I’m sensing a strong anti-Fife movement in my District 3 and also throughout Oakland. I get this through comments on nextdoor and Facebook, on this blog, in personal conversations, and in general email strings I find myself part of. People have had it with her wokeness, her refusal to engage with her own constituents, her reverse racism, her extremism, and the negative attitude she takes towards almost everyone who’s not 100% in agreement with her.
It’s not that voters think Fife isn’t entitled to her views. She is. It’s that she has zero tolerance for anyone who doesn’t share them. She seems obsessed with a few narrow, partisan issues, especially race. At a time when Americans are longing to move beyond these constant battles about racism, Fife refuses to. She constantly stirs the racial pot, angering people who have far more important things to worry about: potholes, inflation, climate change, muggings, murders, theft, carjackings and home invasions, to name but a few. You would think a City Council member would be concerned about the worries of her constituents, but the general feeling out there is that Fife isn’t.
For me, Fife’s nadir—when she went beyond the pale into outright lunacy and anti-white racism—was when she called Libby Schaaf a “white supremacist.” Here’s Fife’s letter from February of this year to her “movement family”: “Last week Mayor Libby Schaaf blamed Vice Mayor Rebecca Kaplan and Council President Nikki Fortunato Bas for a recent spate of violent crimes in Chinatown. I have never seriously used the word ‘triggered’ before, but watching the press conference, I instantly understood the feeling. To watch a white woman use her power, position and privilege to lie about a woman of color to the news media…it was a blatant act of modern day white supremacy on Schaaf’s part.”

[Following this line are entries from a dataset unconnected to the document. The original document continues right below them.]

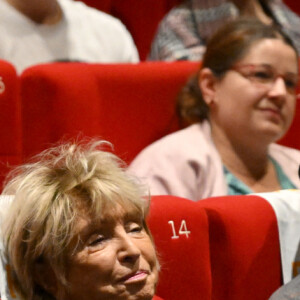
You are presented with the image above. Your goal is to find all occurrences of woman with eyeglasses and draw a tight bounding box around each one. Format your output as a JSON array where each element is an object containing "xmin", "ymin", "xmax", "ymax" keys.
[
  {"xmin": 130, "ymin": 19, "xmax": 300, "ymax": 201},
  {"xmin": 149, "ymin": 0, "xmax": 300, "ymax": 61}
]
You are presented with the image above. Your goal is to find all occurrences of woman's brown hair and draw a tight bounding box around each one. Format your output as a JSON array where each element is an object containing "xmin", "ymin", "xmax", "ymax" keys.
[{"xmin": 176, "ymin": 18, "xmax": 298, "ymax": 126}]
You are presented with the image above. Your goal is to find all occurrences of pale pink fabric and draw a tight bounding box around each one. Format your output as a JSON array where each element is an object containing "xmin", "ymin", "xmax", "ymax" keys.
[{"xmin": 128, "ymin": 122, "xmax": 300, "ymax": 201}]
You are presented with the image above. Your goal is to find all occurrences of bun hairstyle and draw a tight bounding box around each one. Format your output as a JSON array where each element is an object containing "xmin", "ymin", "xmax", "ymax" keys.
[{"xmin": 176, "ymin": 18, "xmax": 298, "ymax": 126}]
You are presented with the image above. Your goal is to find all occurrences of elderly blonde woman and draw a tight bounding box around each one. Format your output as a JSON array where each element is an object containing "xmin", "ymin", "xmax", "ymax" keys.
[{"xmin": 3, "ymin": 142, "xmax": 158, "ymax": 300}]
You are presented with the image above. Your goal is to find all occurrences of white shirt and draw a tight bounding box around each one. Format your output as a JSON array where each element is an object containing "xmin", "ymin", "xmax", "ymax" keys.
[{"xmin": 0, "ymin": 0, "xmax": 139, "ymax": 72}]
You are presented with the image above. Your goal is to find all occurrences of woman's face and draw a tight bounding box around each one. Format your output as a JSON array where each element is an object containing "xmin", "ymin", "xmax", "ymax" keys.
[
  {"xmin": 210, "ymin": 39, "xmax": 298, "ymax": 142},
  {"xmin": 58, "ymin": 207, "xmax": 158, "ymax": 300}
]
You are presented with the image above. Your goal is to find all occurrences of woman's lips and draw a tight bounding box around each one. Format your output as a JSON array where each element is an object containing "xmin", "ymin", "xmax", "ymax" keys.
[
  {"xmin": 119, "ymin": 270, "xmax": 150, "ymax": 284},
  {"xmin": 260, "ymin": 108, "xmax": 282, "ymax": 121}
]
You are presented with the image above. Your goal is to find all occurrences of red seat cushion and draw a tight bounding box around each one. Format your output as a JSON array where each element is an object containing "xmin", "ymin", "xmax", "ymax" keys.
[
  {"xmin": 197, "ymin": 196, "xmax": 282, "ymax": 300},
  {"xmin": 148, "ymin": 196, "xmax": 211, "ymax": 300},
  {"xmin": 21, "ymin": 62, "xmax": 198, "ymax": 163}
]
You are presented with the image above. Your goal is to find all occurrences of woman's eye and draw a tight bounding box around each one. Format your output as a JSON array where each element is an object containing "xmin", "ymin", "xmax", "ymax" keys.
[
  {"xmin": 253, "ymin": 71, "xmax": 273, "ymax": 80},
  {"xmin": 130, "ymin": 226, "xmax": 143, "ymax": 232},
  {"xmin": 126, "ymin": 223, "xmax": 144, "ymax": 233},
  {"xmin": 88, "ymin": 236, "xmax": 105, "ymax": 247},
  {"xmin": 284, "ymin": 79, "xmax": 298, "ymax": 89}
]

Think about it: a City Council member calling Libby Schaaf a white supremacist! We’re not talking about some Trumpian rightwing nutbag from a red district in the Deep South, we’re talking about Schaaf, a lifelong liberal Democrat, who has championed civil rights all her political career. One can differ with Libby Schaaf on any number of issues—I certainly do. But to resort to the ad hominem slur of calling her a white supremacist tells us something sad about Carroll Fife.

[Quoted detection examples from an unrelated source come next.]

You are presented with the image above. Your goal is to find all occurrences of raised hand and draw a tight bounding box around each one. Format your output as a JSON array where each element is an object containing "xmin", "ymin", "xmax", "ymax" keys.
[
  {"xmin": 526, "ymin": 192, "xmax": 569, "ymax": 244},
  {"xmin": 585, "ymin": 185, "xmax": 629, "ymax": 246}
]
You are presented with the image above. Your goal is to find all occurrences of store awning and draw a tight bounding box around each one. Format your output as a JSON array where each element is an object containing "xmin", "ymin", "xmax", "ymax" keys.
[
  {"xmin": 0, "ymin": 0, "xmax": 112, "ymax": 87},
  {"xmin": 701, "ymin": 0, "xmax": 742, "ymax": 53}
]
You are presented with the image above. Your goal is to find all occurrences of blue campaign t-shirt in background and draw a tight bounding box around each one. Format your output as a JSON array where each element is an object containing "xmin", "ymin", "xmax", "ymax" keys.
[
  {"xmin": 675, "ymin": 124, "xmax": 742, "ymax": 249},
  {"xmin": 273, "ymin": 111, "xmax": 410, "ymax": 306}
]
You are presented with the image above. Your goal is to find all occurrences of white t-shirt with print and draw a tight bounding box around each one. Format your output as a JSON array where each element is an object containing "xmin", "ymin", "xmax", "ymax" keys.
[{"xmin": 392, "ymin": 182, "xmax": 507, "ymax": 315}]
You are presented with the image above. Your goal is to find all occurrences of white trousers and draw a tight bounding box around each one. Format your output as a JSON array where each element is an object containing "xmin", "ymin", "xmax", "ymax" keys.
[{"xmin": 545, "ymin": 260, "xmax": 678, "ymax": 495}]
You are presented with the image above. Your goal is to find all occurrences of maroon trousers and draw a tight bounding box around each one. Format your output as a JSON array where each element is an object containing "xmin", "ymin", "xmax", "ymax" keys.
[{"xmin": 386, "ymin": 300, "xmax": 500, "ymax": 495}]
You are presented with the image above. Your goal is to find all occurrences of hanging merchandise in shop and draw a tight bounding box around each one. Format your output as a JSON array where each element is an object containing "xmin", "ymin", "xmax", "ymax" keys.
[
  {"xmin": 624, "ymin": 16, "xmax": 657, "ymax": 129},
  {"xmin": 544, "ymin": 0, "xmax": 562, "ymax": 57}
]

There’s talk of a recall. It would be very difficult to unseat a member of the City Council. It would require money. I’ve heard estimates of a minimum of $50,000. I, personally, think that if a recall got seriously underway, it could succeed. All we’d have to do is quote Fife’s own words to convince a majority of voters that Fife has consistently tried to sabotage the Oakland Police Department. Voters aren’t stupid. They may lean progressive, they may have enormous empathy for homeless people and drug addicts, but they don’t want to be afraid to walk on the streets after dark. They don’t want to hear about murder after murder, shooting after shooting, robbery after robbery, looting after looting, assault after assault. Even the most die-hard liberal’s thoughts turn toward the police in times like these—and when you have a Carroll Fife, so closely aligned to Cat “Abolish the Police” Brooks, it shouldn’t be that hard to convince voters that Fife’s continued presence on the City Council is a menace to our safety.
Believe me, there are some well-connected people in Oakland who would support a Fife recall. Someone would have to fund it, and someone would have to lead it. Those may be prohibitive parameters. Still, it’s important to start the conversation. Maybe I just did.